The aliens’ reason for being there wasn’t exactly clear as the film failed to explain the purpose of their arrival and their end game as the scope of the plot was a little too narrow. Of course Banks managed to figure out their language but nothing happened as they just came and left with very little fanfare which left no payoff and made the sense of urgency feel unearned. What made up for this was Banks and Donnelly and their great chemistry. Banks was the real lead here and the balance between the two was well done where each had their place.

The special effects were well done with the ships and the depictions of the complex aliens and the way they communicated. They did not appear too long but they were just a means to an end. The film is also looks beautiful thanks to its cinematography with its sombre, muted look and set design. However beautiful the film looked, the sound was just as good if not better. The score matched the visuals very well and did an excellent job at setting the tone.

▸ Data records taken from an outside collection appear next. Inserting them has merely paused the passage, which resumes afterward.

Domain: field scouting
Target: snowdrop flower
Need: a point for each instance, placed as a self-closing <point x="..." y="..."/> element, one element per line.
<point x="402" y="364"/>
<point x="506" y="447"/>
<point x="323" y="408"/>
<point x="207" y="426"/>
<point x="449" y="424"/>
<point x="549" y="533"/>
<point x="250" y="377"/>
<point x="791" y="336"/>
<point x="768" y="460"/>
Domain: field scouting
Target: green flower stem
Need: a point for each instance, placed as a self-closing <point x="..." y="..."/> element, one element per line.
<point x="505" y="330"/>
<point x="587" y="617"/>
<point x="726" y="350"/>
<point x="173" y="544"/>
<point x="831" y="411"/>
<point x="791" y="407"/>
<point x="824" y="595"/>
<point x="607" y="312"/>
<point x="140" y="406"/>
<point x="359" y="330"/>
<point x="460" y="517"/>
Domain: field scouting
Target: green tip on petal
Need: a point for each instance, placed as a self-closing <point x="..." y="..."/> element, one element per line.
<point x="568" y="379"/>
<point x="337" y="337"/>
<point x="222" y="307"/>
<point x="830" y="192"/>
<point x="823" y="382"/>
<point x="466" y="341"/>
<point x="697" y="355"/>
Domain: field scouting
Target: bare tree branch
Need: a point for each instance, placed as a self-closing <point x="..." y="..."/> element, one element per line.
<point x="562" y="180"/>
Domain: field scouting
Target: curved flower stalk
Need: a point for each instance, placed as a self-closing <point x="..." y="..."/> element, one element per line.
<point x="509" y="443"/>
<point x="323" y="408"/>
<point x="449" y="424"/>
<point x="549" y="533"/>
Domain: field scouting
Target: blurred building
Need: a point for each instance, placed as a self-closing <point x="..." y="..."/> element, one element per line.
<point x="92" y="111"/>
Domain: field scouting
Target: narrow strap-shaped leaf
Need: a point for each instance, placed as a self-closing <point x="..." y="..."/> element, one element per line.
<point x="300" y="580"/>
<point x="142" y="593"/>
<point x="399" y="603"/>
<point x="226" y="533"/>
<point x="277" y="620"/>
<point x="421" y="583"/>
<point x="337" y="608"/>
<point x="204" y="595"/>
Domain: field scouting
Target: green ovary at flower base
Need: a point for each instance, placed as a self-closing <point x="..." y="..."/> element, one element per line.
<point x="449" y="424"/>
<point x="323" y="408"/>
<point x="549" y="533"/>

The best part of the film has to be the acting and Amy Adams. She has gotten plenty of recognition for her performances and it is rightfully deserved. She was amazing here at conveying Banks’ emotional vulnerability, especially with learning her character’s future. She is very likable here and makes Banks out to be a real person who cares about what she does and gets us to care as well. We feel for her when her beliefs are challenged. She and Renner’s Donnelly play very well off of each other. He was just as good as more of a quiet, supportive type who did not stand in Adams’ way. Whitaker was good too but did not really have much to do.

Overall, this a unique sci-fi film with a fresh premise and excellent performances but didn’t quite blow me away as it has others.